With Rashard Mendenhall moving on to Pittsburgh, Part 2 in Arizona and Emmanuel Sanders settling for a one-year deal before he likely leaves for greener pastures, depth on offense was going to be an issue for the Steelers. When the sun came up on Friday, the Steelers had three running backs: Jonathan Dwyer, Isaac Redman, and Baron Batch. Batch came in highly touted for a late draft pick and was expected to assume the role of 3rd down back after Mewelde Moore departed. Batch hasn't impressed in his short time in Pittsburgh and it looks like he'll have to hold his job against the incoming LaRod Stephens-Howling.
That left Redman and Dwyer to battle for the starting job. Both are thick power backs capable of blasting through tacklers, but the lack of speed and agility between the two backs doesn't bode well for an every-down running game. Redman and Dwyer are basically the same player, but they need a Rashard Mendenhall type in front of them to handle the bulk of the work. That brings us to Le'Veon Bell. He's about the same size as his two new backfield mates, and with a 4.6 40 time, he doesn't have elite speed. Given that, it seems like they want more of the same from the running back position. I'd be interested to know what they like in Bell moreso than Eddie Lacy, but that's what Kevin Colbert's scouts get paid for.
One round later, the Steelers chose Markus Wheaton out of Oregon State to fill out the wide receiving corps. The aforementioned Emmanuel Sanders is in a lame duck year as a receiver, but fortunately that means he'll be playing for a new contract. The problem is going to be whenever Brown or Sanders gets hurt and now the offense is featuring Jerricho Cotchery.

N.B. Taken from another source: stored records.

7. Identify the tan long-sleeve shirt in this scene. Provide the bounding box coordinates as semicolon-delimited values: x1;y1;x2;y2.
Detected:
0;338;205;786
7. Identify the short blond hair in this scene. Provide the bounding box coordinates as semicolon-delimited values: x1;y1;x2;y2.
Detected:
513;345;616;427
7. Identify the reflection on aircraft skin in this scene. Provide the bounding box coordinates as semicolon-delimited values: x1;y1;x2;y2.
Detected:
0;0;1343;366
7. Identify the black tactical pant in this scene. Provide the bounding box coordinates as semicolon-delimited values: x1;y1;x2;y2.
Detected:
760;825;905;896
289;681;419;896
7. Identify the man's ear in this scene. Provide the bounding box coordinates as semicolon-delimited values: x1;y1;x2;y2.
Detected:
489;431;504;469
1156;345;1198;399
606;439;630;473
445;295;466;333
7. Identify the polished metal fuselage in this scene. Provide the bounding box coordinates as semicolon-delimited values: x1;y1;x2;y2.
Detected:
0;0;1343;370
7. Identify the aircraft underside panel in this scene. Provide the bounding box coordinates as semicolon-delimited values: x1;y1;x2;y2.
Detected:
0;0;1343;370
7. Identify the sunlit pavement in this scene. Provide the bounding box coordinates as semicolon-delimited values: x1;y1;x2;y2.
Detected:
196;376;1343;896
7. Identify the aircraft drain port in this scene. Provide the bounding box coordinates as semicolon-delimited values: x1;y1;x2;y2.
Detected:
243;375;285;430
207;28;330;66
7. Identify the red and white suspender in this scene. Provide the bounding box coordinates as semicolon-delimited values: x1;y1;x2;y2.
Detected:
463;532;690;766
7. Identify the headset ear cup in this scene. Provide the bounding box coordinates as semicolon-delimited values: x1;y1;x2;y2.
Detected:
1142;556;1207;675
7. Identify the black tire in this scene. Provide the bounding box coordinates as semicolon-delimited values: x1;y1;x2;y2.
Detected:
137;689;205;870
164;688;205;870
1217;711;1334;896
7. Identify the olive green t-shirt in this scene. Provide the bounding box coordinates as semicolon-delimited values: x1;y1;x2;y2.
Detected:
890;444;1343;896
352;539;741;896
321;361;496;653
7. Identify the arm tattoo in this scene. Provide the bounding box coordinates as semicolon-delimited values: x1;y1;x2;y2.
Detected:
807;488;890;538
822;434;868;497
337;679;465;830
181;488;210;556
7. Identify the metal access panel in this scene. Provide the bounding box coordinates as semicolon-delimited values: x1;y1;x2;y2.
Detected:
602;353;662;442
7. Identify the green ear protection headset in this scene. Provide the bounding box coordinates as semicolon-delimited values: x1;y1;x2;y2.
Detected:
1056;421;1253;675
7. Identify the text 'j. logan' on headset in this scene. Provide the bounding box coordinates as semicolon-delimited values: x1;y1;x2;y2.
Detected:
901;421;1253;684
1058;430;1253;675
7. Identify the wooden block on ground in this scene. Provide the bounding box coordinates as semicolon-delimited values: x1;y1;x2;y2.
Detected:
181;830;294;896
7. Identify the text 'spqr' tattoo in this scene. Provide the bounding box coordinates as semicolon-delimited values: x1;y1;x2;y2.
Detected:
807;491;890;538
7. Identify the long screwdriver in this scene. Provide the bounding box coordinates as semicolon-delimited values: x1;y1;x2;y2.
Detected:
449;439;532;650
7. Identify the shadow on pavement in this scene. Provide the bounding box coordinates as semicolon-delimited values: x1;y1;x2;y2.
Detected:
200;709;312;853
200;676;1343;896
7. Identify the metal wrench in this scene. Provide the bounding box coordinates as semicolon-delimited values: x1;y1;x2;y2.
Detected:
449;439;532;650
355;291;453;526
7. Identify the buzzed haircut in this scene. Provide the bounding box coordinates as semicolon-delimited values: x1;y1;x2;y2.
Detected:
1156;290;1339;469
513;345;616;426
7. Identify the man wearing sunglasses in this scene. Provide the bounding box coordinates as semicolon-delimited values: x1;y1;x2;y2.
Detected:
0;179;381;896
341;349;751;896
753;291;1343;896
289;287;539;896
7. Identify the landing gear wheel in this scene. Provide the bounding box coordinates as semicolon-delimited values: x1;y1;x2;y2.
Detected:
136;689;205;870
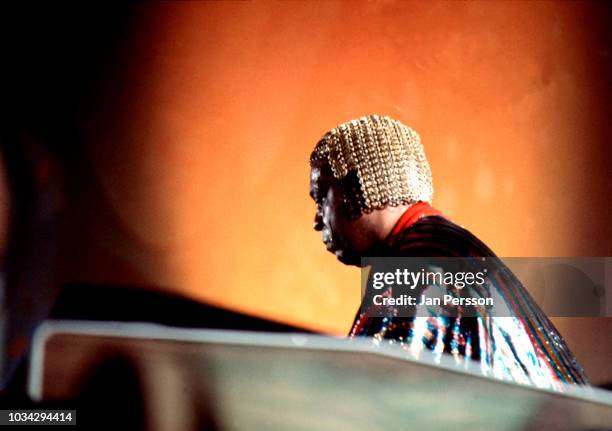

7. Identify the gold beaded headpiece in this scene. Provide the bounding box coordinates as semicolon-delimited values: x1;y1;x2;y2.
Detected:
310;115;433;218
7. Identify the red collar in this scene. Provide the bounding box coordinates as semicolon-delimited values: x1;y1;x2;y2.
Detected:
387;202;444;241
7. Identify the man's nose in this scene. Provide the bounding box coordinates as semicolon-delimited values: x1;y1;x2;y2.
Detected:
312;207;323;231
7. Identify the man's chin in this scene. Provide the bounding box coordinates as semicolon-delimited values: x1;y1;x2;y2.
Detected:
334;250;363;267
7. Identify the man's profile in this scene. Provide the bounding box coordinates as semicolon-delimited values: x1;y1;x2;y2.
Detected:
310;115;587;388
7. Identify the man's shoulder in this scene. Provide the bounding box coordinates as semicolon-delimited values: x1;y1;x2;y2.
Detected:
388;216;495;256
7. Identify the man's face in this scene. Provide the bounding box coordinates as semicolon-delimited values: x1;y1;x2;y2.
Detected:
310;166;360;265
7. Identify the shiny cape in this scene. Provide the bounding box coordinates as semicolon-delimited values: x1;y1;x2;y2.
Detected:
349;215;587;390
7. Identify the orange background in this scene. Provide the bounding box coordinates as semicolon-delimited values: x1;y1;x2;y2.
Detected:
46;2;612;380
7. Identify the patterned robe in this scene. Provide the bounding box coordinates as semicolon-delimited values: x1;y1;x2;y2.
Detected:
349;203;587;390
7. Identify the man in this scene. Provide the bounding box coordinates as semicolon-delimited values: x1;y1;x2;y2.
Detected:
310;115;587;389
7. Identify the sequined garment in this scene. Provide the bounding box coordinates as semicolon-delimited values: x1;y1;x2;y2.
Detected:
350;212;587;390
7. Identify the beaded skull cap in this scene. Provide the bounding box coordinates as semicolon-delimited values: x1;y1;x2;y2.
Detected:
310;115;433;213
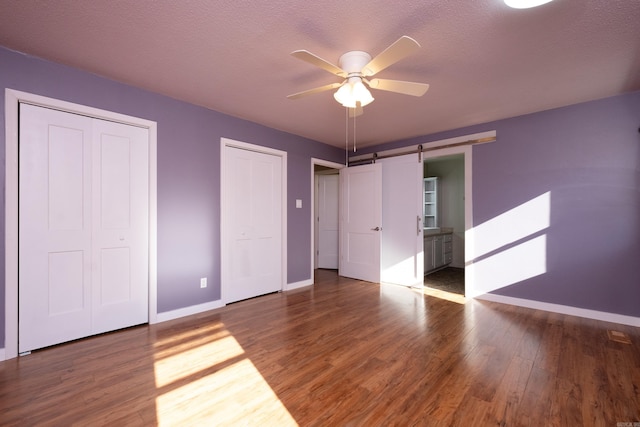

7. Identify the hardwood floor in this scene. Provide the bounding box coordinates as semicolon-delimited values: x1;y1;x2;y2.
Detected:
0;270;640;426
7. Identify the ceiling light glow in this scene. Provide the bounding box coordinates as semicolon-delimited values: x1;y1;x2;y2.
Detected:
504;0;551;9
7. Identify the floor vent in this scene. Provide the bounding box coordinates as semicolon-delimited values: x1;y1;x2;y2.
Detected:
607;331;631;344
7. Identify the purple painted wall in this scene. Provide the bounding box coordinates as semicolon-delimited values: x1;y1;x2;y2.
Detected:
362;92;640;317
0;47;344;348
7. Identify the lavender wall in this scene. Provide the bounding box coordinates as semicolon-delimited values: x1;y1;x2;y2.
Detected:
0;47;344;348
363;92;640;317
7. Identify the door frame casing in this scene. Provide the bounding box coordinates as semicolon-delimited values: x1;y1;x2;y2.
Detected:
422;145;477;298
0;88;158;360
220;137;287;304
308;157;346;285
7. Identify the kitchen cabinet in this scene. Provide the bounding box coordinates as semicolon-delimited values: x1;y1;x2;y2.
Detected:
422;177;438;228
424;231;453;274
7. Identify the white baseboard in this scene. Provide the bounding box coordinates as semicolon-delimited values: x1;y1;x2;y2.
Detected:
282;279;313;291
156;300;225;323
475;294;640;327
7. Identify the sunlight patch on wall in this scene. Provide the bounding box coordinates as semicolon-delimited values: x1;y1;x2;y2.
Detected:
471;192;551;258
467;192;551;297
469;235;547;295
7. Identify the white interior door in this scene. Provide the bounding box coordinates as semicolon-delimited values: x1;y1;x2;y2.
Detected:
18;104;149;352
339;163;383;283
91;120;149;334
316;174;340;269
222;146;283;303
380;154;424;286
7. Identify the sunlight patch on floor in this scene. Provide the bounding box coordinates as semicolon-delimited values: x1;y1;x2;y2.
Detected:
415;286;467;304
154;330;298;426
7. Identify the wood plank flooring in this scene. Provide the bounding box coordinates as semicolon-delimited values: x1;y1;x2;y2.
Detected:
0;270;640;426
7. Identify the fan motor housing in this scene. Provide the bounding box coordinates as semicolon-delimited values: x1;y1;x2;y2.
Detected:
338;50;371;74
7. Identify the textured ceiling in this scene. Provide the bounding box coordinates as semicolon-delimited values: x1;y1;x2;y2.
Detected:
0;0;640;147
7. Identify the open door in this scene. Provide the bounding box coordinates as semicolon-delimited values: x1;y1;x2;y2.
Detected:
339;154;424;286
339;163;382;283
379;154;424;286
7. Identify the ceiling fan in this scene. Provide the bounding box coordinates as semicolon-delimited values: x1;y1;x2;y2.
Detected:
287;36;429;115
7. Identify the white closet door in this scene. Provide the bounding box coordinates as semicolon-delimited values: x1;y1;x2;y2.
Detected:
91;120;149;334
339;163;384;283
18;104;148;352
18;104;92;352
222;146;283;303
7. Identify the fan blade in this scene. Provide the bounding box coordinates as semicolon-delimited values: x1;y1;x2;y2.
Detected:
291;50;347;77
362;36;420;77
287;82;344;99
349;102;364;119
364;79;429;96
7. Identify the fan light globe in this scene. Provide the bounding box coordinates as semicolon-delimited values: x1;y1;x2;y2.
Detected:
333;79;374;108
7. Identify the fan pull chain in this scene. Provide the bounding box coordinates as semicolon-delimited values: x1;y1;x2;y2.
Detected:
344;107;349;167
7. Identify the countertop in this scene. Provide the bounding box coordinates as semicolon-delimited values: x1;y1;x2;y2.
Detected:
422;227;453;237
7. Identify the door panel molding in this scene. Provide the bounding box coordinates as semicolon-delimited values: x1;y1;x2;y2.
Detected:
4;88;157;359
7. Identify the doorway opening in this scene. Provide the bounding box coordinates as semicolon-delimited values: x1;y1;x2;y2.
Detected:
423;152;467;297
310;158;344;280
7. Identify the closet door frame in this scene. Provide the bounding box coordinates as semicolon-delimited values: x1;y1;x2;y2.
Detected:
0;88;158;361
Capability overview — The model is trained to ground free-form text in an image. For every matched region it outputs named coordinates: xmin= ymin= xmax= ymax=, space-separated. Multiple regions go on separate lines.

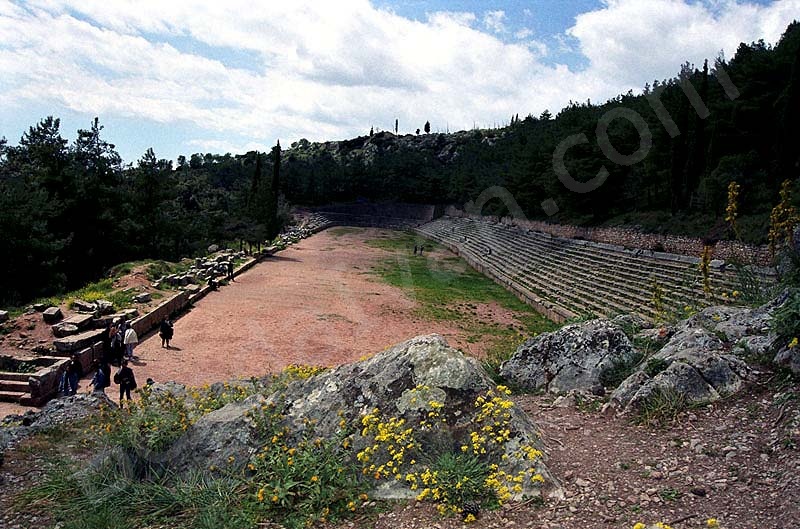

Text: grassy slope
xmin=366 ymin=232 xmax=556 ymax=364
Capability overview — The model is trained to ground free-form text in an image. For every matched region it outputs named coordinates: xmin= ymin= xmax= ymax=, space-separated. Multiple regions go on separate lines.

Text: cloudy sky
xmin=0 ymin=0 xmax=800 ymax=162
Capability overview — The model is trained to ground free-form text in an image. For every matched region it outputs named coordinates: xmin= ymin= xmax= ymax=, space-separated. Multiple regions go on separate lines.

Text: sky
xmin=0 ymin=0 xmax=800 ymax=163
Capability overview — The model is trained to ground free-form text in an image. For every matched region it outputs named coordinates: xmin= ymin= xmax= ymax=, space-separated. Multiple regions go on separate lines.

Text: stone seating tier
xmin=417 ymin=217 xmax=774 ymax=319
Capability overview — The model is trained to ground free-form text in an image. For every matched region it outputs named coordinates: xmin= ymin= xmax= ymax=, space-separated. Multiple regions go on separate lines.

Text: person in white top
xmin=122 ymin=327 xmax=139 ymax=360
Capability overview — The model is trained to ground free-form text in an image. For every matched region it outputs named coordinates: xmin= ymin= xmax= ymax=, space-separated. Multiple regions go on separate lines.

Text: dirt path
xmin=121 ymin=229 xmax=500 ymax=385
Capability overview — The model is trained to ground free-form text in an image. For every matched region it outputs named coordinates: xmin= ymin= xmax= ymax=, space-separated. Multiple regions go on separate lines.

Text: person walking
xmin=122 ymin=327 xmax=139 ymax=361
xmin=109 ymin=324 xmax=125 ymax=366
xmin=158 ymin=318 xmax=175 ymax=349
xmin=89 ymin=360 xmax=111 ymax=395
xmin=114 ymin=360 xmax=137 ymax=409
xmin=64 ymin=353 xmax=83 ymax=395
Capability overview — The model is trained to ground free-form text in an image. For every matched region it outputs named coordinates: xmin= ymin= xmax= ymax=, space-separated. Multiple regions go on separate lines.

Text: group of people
xmin=59 ymin=318 xmax=174 ymax=408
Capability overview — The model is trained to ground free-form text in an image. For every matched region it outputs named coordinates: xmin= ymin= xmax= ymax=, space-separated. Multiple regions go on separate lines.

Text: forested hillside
xmin=276 ymin=23 xmax=800 ymax=235
xmin=0 ymin=22 xmax=800 ymax=304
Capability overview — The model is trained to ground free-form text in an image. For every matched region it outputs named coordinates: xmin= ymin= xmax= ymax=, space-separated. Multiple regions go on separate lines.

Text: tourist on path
xmin=158 ymin=318 xmax=175 ymax=349
xmin=114 ymin=360 xmax=136 ymax=409
xmin=109 ymin=324 xmax=125 ymax=366
xmin=122 ymin=327 xmax=139 ymax=360
xmin=89 ymin=360 xmax=111 ymax=395
xmin=63 ymin=353 xmax=83 ymax=395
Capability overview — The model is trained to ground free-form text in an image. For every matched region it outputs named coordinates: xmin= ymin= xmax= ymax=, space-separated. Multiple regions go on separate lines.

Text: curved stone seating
xmin=417 ymin=217 xmax=774 ymax=321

Wheaton will get plenty of chances to play this season.
As for the rest of the draft, the Steelers are still hurting for a backup safety to groom behind Troy Polamalu and Ryan Clark (and inevitably play when one or both of those guys get hurt, which one or both of them will). The presence of David Paulson and Matt Spaeth diminish the need for a tight end to get some reps in case Heath Miller isn't ready to go.
With their major, immediate needs filled thus far in the draft, the Steelers are in a position to take the best player available on the last day of the draft. They'll lean towards a safety, but if a guy they like doesn't come along, I don't expect them to reach for one.
I'm also not sure if this is the year or not that the Steelers put some serious stock into grooming a new backup QB. It's not a pressing need for the team, with Bruce Gradkowski shoring up the position, but this could be a good year to find a backup. Without any real stars at QB in this draft, second-tier passers are falling into the later rounds. If Kevin Colbert likes one of them on Day 3, I'd expect him to take the opportunity.
He has a luxury on the final day of the draft though; one that he didn't have the first two days. He doesn't need anything in particular. That gives him the option to take what he wants. That's a much better position to be in.